Nestlé strengthens research into age-related joint and muscle disorders

Jul 6, 2016
Old lady hands

Nestlé is continuing to invest in helping people live healthier, more enjoyable lives as they get older, by strengthening its research into age-related joint and muscle disorders that affect mobility.

Scientists from the Nestlé Research Center in Switzerland will work with Artialis, a spin-off company of the University of Liège, in Belgium, in a new partnership to study the impact of nutrition on bone and joint health.

They will launch a clinical trial in Belgium to show how nutritional solutions may in future be effective in managing debilitating diseases such as osteoarthritis, which tend to occur in old age.
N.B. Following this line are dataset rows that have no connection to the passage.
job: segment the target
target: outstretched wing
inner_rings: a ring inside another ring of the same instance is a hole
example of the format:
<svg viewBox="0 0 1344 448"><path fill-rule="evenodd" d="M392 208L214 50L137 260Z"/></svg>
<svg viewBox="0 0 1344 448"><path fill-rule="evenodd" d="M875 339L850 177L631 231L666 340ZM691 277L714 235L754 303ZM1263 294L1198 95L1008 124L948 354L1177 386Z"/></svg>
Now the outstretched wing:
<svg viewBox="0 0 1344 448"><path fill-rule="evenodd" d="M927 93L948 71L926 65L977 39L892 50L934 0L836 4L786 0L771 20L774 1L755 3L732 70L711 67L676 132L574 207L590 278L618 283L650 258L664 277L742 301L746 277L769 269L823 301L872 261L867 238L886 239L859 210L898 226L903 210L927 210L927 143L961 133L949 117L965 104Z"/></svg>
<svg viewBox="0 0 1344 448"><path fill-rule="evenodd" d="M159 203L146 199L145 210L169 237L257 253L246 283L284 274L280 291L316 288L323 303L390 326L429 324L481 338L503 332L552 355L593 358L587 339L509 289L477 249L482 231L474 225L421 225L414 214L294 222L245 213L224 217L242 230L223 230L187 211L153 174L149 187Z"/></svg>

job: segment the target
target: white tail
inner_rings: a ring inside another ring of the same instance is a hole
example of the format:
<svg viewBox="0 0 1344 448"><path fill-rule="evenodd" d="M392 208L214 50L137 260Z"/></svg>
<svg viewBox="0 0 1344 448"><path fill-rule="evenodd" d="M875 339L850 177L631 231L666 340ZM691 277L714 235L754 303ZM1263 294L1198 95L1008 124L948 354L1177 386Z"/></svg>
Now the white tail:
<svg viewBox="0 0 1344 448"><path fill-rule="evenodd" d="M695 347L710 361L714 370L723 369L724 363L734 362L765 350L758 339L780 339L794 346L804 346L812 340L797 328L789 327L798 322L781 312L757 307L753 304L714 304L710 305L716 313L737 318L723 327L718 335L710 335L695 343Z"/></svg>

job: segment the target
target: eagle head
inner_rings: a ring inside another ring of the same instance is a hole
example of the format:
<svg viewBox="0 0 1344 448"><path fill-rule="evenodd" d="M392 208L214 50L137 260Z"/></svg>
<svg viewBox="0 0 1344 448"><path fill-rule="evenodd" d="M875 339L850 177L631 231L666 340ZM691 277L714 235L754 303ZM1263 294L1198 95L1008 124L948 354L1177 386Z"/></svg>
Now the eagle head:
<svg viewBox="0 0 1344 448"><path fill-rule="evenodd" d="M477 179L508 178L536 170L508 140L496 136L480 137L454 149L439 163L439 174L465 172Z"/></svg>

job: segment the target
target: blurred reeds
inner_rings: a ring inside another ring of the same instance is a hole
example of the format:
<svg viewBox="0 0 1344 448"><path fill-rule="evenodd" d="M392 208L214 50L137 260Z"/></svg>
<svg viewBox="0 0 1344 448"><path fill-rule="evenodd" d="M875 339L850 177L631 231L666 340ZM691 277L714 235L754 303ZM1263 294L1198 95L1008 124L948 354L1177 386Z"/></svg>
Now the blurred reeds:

Bone and joint health is one area of Nestlé’s research into maintaining mobility as part of healthy ageing – studying the loss of muscle that comes with age is the other.

As part of this work, scientists at the Nestlé Institute of Health Sciences (NIHS), the company’s biomedical research centre, are investigating the causes of sarcopenia, a debilitating decline in muscle mass and strength that occurs independently of any other disease.

Sarcopenia is not yet fully understood, although up to one fifth of people over 65 are thought to suffer from it. NIHS is working with the EpiGen Consortium, an international alliance of researchers at institutions in Southampton, Auckland and Singapore, to develop molecular markers for identifying sarcopenia in patients.

Findings from the three-year project, which began in 2015, will be used to develop new nutritional solutions for sarcopenia sufferers. The first set of results are expected next year.

Nestlé is committed to leading the industry in nutrition and health research through collaboration - supporting public health by investing in scientific research to deliver better nutrition for people at all stages of life.